Chlodantane

Clinical data
- Other names: ADK-910; Chlodantan; N-(2-Adamantyl)-N-(para-chlorobenzoyl)amine; 2-(para-Chlorobenzoylamino)adamantane

Identifiers
- IUPAC name N-(2-adamantyl)-4-chlorobenzamide;
- CAS Number: 185384-80-9;
- PubChem CID: 959689;
- ChemSpider: 832832;

Chemical and physical data
- Formula: C_{17}H_{20}ClNO
- Molar mass: 289.80 g·mol^{−1}
- 3D model (JSmol): Interactive image;
- SMILES C1C2CC3CC1CC(C2)C3NC(=O)C4=CC=C(C=C4)Cl;
- InChI InChI=1S/C17H20ClNO/c18-15-3-1-12(2-4-15)17(20)19-16-13-6-10-5-11(8-13)9-14(16)7-10/h1-4,10-11,13-14,16H,5-9H2,(H,19,20); Key:VOHIYJJUKAUCCU-UHFFFAOYSA-N;

= Chlodantane =

Adaptogen drug that was never marketed

Chlodantane (developmental code name ADK-910) is a drug described as an adaptogen or actoprotector "of the estrogen activity type" that was developed in Russia and was never marketed. It is an adamantane derivative and is closely related to bromantane (N-(2-adamantyl)-N-(para-bromophenyl)amine) and other adamantanes.
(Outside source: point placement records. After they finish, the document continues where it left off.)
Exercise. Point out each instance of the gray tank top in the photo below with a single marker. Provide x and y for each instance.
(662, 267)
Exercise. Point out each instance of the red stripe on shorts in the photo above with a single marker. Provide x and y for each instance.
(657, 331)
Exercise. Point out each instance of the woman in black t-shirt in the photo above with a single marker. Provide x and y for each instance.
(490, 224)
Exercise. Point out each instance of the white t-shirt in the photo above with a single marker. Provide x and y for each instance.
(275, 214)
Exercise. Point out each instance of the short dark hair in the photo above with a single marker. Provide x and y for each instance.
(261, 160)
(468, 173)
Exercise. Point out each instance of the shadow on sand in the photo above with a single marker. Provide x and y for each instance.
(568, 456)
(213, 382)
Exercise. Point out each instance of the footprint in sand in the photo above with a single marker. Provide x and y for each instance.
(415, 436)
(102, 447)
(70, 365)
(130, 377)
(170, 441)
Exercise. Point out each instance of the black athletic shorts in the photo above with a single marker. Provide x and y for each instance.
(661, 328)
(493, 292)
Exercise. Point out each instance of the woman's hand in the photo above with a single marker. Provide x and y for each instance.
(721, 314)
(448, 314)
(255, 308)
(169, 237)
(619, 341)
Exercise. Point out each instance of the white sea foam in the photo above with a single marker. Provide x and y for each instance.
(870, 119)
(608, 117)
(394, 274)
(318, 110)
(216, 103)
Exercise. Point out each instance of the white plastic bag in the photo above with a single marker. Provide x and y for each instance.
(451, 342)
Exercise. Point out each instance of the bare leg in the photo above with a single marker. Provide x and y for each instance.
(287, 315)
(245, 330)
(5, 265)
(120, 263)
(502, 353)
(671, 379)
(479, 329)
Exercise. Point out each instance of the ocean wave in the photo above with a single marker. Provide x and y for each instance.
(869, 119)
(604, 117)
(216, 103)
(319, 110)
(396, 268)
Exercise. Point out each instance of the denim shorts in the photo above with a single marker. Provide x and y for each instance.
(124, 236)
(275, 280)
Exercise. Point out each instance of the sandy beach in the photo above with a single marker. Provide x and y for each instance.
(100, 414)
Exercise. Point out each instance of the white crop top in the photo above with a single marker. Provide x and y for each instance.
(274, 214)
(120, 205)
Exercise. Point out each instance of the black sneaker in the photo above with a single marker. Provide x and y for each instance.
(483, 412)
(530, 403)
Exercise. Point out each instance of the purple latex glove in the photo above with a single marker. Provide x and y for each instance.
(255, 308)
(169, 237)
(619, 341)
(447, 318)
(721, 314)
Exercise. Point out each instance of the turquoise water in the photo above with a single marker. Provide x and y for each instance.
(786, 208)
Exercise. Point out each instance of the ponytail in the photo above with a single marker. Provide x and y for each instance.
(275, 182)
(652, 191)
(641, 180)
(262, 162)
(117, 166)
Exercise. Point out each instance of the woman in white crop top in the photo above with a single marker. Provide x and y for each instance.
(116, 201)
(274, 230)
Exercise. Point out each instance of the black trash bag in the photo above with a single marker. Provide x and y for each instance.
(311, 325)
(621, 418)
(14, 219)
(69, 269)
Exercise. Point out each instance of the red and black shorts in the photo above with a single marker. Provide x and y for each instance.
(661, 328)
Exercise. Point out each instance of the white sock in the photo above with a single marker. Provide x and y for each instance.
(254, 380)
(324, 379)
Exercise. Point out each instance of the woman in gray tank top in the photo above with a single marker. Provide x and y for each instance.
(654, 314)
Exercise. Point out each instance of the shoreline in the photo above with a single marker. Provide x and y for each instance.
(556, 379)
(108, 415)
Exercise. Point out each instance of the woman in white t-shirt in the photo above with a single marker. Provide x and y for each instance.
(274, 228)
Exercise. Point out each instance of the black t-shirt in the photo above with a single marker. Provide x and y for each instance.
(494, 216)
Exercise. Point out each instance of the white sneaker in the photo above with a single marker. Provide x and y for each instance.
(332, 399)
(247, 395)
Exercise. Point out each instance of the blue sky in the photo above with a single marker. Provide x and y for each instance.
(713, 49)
It has been said to improve physical performance. However, only animal or cell culture research has been conducted and it has not been studied in humans. The drug is described as having a broader spectrum of activity than bromantane. It also has immunostimulant effects that are said to be more pronounced than those of bromantane.